The SkyClaw-v1.0 model was integrated into TianGong Skywork on May 22nd, 2026. Users can log in to https://tiangong.cn, open TianGong Skywork, and use it directly without additional configuration of the Agent environment.

As of now, SkyClaw-v1.0 and SkyClaw-v1.0-lite are open for a free trial for 2 to 4 weeks. Users can experience the model's long-context understanding, multi-round execution, code generation, tool invocation, and application construction capabilities in real tasks.

Project Address: https://skyworkai.github.io/skyclaw/

API Access Address:

SkyClaw-v1:

https://www.apifree.ai/model/skywork-ai/skyclaw-v1?tab=api

SkyClaw-v1-lite:

https://www.apifree.ai/model/skywork-ai/skyclaw-v1-lite?tab=api

For developers, SkyClaw-v1.0 also provides free API calls through APIFree. After registering an APIFree account and obtaining an API Key, you can access existing applications or Agent frameworks through an interface compatible with the OpenAI format. The API supports streaming output, tool invocation, and multi-round conversations, making it suitable for accessing code Agents, self-developed workflow systems, enterprise internal tools, and automated task platforms.

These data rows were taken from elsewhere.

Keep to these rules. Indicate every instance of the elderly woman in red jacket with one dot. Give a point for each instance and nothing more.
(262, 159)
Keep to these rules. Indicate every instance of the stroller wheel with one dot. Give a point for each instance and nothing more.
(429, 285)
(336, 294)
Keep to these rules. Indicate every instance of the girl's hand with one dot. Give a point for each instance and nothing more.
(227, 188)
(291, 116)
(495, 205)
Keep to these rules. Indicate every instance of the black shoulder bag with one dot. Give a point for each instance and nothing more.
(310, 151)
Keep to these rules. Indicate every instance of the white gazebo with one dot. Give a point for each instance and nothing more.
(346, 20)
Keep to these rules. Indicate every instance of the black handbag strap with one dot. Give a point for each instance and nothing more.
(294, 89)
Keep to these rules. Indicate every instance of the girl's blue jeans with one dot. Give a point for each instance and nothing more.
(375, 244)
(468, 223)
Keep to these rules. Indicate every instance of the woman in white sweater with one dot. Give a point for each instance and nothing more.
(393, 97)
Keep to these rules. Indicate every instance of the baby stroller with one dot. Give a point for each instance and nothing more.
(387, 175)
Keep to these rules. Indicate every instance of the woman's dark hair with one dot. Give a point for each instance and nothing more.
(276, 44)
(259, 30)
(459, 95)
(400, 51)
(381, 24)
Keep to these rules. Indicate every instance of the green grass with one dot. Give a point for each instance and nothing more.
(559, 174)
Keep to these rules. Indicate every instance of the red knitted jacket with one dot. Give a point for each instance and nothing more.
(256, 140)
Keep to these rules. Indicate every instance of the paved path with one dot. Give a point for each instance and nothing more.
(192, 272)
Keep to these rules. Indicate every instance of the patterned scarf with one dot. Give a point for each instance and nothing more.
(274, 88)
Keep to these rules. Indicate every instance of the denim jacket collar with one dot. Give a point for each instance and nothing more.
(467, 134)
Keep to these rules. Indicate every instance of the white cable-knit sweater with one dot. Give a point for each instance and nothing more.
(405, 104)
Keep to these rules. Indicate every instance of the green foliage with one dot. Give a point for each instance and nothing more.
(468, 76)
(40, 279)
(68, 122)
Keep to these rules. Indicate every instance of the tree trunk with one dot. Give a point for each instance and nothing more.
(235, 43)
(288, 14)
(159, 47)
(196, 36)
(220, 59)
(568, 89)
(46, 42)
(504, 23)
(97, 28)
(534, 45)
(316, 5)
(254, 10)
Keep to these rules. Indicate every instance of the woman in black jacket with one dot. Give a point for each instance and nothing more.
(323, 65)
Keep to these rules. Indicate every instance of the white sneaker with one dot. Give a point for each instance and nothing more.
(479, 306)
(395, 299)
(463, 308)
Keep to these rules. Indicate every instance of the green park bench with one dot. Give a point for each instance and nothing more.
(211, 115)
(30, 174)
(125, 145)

The launch of the SkyClaw-v1.0 model is not an isolated model release but a key part of Kunlun Wanwei's AGI product system. In the product system, SkyClaw-v1.0 undertakes the upgrade of the underlying Agent model capabilities: through one million context, Agentic RL, optimization of complex tool calls, and cost-effective APIs, it advances Agents from the "demonstrable" stage to the stage of "high-frequency invocation and real delivery."